Sol liberal cenahta reformist adımlar savunulurken genellikle, “henüz sistem sorusunu soracak bir güç yok, kapitalizm koşulları altında da iyileşmeler yapılabilir” gerekçesi getirilir. Doğru, verili koşullar altında, ama toplumsal mücadeleler sonucunda “sistem” içi iyileştirmeler gerçekleştirilebilir. Tarihin de kanıtladığı gibi, egemen sınıflar yükselen işçi direnişleri ve güçlenen toplumsal hareketler karşısında taviz vermek zorunda kalırlar. Ancak tavizlerin ardında yatan asıl neden, sistem sorusunun ifade edilmesi kaygısıdır.
Günümüz kapitalist dünyasının en önemli özelliği sistemin sürekli kriz yaratması ve egemen sınıfların çoklu kriz ortamından kurtulmak için çözümsüz kalışlarıdır. Ancak buna rağmen şu da doğru: Kapitalizm yalpalayaraktan gider iken, yıkılmamak için çıkış yolları yaratabilen dinamik bir sistem olduğunu kanıtlamıştır. Ama önünde sonunda kendi yasallıkları gereğince tarihin çöplüğüne gömülmekten kurtulamayacaktır, çünkü – onlar henüz bu gerçeği bilinçlerine çıkaramamış olsalar da – kendi mezar kazıcılarını yaratmaya devam etmektedir.

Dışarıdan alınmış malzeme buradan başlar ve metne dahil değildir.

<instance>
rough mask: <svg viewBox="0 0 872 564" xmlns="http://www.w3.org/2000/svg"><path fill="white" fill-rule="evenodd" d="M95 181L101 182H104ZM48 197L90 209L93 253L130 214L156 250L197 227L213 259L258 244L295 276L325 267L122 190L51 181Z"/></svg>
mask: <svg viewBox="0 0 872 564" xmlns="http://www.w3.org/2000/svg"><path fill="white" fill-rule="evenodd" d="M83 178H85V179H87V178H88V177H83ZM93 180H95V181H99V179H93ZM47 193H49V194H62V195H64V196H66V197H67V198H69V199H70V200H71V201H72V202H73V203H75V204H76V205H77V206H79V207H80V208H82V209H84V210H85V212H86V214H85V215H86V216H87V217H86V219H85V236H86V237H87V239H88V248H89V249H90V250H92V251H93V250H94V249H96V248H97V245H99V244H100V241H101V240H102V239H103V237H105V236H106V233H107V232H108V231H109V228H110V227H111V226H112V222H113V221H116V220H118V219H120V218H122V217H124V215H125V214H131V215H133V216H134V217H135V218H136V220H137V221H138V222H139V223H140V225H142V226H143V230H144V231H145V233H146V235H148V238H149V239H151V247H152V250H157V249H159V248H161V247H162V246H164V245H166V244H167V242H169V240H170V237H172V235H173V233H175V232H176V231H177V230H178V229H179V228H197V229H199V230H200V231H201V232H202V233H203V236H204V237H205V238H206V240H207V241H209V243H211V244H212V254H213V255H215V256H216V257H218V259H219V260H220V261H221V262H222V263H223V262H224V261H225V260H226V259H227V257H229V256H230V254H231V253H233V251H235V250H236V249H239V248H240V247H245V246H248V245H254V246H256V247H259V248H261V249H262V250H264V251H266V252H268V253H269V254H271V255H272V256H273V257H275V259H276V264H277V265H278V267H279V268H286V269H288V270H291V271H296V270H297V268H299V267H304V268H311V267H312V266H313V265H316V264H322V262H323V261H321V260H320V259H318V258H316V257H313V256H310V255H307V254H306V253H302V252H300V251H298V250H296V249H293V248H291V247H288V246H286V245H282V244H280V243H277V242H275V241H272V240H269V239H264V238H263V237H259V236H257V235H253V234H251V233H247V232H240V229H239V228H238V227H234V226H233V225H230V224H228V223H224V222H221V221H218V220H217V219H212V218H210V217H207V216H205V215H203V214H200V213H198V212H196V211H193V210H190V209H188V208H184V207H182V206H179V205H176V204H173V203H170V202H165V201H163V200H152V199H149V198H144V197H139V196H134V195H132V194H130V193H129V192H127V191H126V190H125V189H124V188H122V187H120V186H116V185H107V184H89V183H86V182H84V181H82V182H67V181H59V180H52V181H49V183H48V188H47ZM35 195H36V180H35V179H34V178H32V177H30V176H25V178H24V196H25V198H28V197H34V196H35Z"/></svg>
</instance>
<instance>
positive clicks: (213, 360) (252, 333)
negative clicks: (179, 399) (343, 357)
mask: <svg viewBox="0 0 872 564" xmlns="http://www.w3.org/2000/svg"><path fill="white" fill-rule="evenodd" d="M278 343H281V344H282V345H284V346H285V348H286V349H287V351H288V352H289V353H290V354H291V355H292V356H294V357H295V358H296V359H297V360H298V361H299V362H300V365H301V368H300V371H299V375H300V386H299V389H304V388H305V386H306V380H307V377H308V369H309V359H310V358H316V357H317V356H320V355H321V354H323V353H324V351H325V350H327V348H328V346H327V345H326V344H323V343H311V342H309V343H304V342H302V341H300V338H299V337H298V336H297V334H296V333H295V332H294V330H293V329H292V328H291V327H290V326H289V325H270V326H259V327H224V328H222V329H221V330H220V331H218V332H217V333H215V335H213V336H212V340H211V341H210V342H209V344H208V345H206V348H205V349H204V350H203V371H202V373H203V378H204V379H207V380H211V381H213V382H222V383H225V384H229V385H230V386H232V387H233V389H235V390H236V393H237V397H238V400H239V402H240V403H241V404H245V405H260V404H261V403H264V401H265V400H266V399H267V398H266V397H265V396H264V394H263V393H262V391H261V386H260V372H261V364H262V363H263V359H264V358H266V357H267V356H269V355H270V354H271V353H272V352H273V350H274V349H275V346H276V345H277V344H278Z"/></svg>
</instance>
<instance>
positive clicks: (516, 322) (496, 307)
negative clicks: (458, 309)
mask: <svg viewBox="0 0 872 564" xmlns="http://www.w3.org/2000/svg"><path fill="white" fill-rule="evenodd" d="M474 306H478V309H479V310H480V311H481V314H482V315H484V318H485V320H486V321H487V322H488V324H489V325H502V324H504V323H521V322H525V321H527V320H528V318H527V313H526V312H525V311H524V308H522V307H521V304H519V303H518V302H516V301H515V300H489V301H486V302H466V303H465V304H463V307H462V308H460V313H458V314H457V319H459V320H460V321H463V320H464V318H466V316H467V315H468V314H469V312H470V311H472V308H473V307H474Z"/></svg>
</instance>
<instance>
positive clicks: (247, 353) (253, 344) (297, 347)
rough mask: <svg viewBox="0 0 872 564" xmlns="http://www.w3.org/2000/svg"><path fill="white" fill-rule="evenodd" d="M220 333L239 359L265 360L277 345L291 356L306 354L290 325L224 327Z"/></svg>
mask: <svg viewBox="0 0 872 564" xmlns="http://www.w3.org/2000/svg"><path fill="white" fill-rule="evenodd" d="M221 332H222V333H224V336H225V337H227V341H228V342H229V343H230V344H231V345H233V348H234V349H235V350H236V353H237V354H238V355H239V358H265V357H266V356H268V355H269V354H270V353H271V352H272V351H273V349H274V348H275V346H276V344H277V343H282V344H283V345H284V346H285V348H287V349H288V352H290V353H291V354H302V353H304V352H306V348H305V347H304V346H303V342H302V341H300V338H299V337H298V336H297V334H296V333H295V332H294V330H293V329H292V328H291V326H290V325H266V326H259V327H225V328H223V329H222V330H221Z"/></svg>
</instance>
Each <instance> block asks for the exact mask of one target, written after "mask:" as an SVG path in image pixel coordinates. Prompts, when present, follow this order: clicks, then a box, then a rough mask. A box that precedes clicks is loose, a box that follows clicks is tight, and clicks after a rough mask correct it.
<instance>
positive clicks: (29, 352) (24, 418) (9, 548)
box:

Üçüncü dalgasını yaşadığımız pandemi dünya çapında çoklu kriz ortamını derinleştirmekte ve kalıcılaştırmaktadır. Örneğin Almanya’da nur topu gibi bir hükümet krizinin doğduğunu burjuva medyası dahi kabul etmektedir. Pandemi ile mücadeledeki kaotik karmaşa, Federal Hükümet ve popülist eyalet başbakanlarının tedbirler konusundaki anlaşmazlıkları, rüşvet aldıkları için istifa eden milletvekilleri ve ekonomi mevkii rekabetine kalkışan yerel yönetimlerin beceriksizlikleri halkın geniş kesimlerinin egemen siyasete duydukları güvencesizliği artırmakta ve dolayısıyla toplumsal direnç potansiyellerini büyütmektedir.
Aslına bakılırsa Almanya’daki hükümet krizi sadece bir görüngüdür. Yani siyasetçilerin beceriksizlikleri kişisel yetersizliklerinden kaynaklanmamaktadır. Krizin temel nedeni sistemseldir. Çünkü salt ilaç ve sağlık tekellerinin çıkarlarını kollamak için sağlık sistemi özelleştirilmiş ve özel sermaye birikiminin talanına açılmıştır. Belirleyici olan kâr oranları ve tekeller arası rekabet olunca, sağlık sisteminde kaos kaçınılmaz olmuştur.
O nedenle hükümet krizinin yeni, belki de Merkel partisinin arasında olmayacağı bir hükümetle aşılması da mümkün görünmüyor. Anketlere bakıldığında Yeşillerin bu yıl Eylül ayında yapılacak olan Federal Parlamento seçimlerinden güçlenerek çıkacakları ve yeni hükümetin güçlü ortağı olacakları görünmektedir. Her seçim öncesinde olduğu gibi, “sol” sinyalini yakan Sosyal Demokratlar da sanki hükümette değilmişlercesine muhalefet modunda Yeşiller ve liberal FDP ile koalisyon oluşturma umudunu dillendirmektedirler. Reformist Sol Parti ise, Yeşiller ve SPD ile birlikte – matematiksel olarak mümkün olsa da siyaseten olanaksız olan – bir koalisyon kurma hayalleri peşinde.
Programları, liberal hedefleri ve toplumsal tabanları açısından Yeşillerin muhafazakârlarla yeni hükümeti kurmaları bizce daha olasıdır. Ancak, “sol” bir hükümet kurulsa dahi, sermaye ve tekellere yarayan, kâr mantığını belirleyici kılan, sosyal ve demokratik hakları budamaya devam eden, militarizme ve emperyalist yayılmacılığa dayanan politikaları terk edecek bir alternatifin olmayacağı şimdiden bellidir.
Ne yazık ki, liberal “sistem sorusunu soracak güç yok” söyleminin haklılık payı da var. Henüz alternatifi yaratabilecek ve sistem sorusunu yöneltecek bir toplumsal hareket görünürde yok. Ama bu, sistem sorusunu yöneltenlerin olmadığı anlamına gelmiyor. Güvensizliğin arttığı böylesi dönemlerde komünistlerin asıl sorumlunun kapitalist sömürü olduğunu söylemeye devam etmeleri, mezar kazıcılarının bu gerçeği bilinçlerine çıkarmaları açısından giderek daha da ivedi görev hâline gelmektedir.